ALTER TABLE evol_t ADD COLUMNS (point. Z double); ALTER TABLE evol_t ADD COLUMNS (points_map.value.z double); ALTER TABLE evol_t ADD COLUMNS (points_arr.element.z double) ALTER TABLE evol_t ADD COLUMNS (points_arr.element.z double) ALTER TABLE evol_T2 ADD COLUMNS (phone.element. Type2 string); ALTER TABLE evol_T2 DROP COLUMNS (phone.element.type); ALTER TABLE evol_T2 CHANGE COLUMN phone.type2 phone.type0 string; ALTER TABLE evol_T2 CHANGE phones. Num phones.

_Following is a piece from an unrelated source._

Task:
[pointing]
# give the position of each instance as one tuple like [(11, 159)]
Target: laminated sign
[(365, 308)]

Num string AFTER type0;Copy the code

Complete function demonstration script in Demo

DROP table evol_t2; CREATE TABLE evol_t2 (id int, name struct<given: string, family: string>,phones array<struct<type: string, num: string>>) ; insert into table evol_t2 select 1, STRUCT('Bill', 'Gates'), array(STRUCT('work', '1234567890'),STRUCT('cell', '9876543210')); insert into table evol_t2 select 2, STRUCT('Michael', 'Jordan'), array(STRUCT('work', '1111111111'),STRUCT('cell', '9999999999')); select * from evol_t2; ALTER TABLE evol_t2 ADD COLUMNS (position map<string, struct<x: double, y: double>>); insert into table evol_t2 select 3, STRUCT('Michael', 'Jackson'), array(STRUCT('work', '1231231231'),STRUCT('cell', '1231231233'), map (p1, struct (1.1, 1.2), 'the p2, struct (1.5, 1.3)); select * from evol_t2; ALTER TABLE evol_t2 ADD COLUMNS (position.value.z double); insert into table evol_t2 select 4, STRUCT('Ming', 'Yao'), array(STRUCT('work', '5555555555'),STRUCT('cell', '6666666666'), map (p1, struct (5.5, 1.0, 12.0), 'the p2, struct (6.5, 3.0, 8.1)); select * from evol_t2; ALTER TABLE evol_t2 DROP COLUMNS (phones.element.type); Select * from evol_t2; ALTER TABLE evol_t2 ADD COLUMNS (phones.element.type2 string); Select * from evol_t2; ALTER TABLE evol_t2 CHANGE COLUMN phones.type2 phones.type0 string; Select * from evol_t2; insert into table evol_t2 select 5, STRUCT('Lei', 'Li'), Array (STRUCT (' 9999999999 ', 'work'), STRUCT (' 8888888888 ', 'cell')), map (p1, STRUCT (9.5, 6.0, 10.0), 'the p2, STRUCT (5.5, 2.0, 3.0)); select * from evol_t2; ALTER TABLE evol_t2 CHANGE phones.num phones.num string AFTER type0; Select * from evol_t2; select name.given as firstname,c.phones[1].num as phonenum from evol_t2 c where c.phones[1].type0 = 'cell'; select c.name.family||c.name.Given,c.phones[1].num,SQRT(POW(position['p2'].x-position['p1'].x,2)+POW(position['p2'].y-position[ 'p1'].y,2)+POW(position['p2'].z-position['p1'].z,2)) from evol_t2 c where name.given in ('Ming','Lei');Copy the code

Currently supported data type conversion relationships

Feature of modified type will be released in gray scale in the near future. The specific data type transformation relationship supported is as follows:

Iv. Evolution direction

Continued enhancement of functionality and evolution direction

  • Add more complex data type handlers
  • More data type compatible conversions
  • Automatically recognize the schema of complex type data types and store optimizations
  • More flexible node value extraction and calculation
  • Higher performance column analysis capabilities
  • Version management for Schema evolution and data changes by Timetravel

The original link

This article is the original content of Aliyun and shall not be reproduced without permission.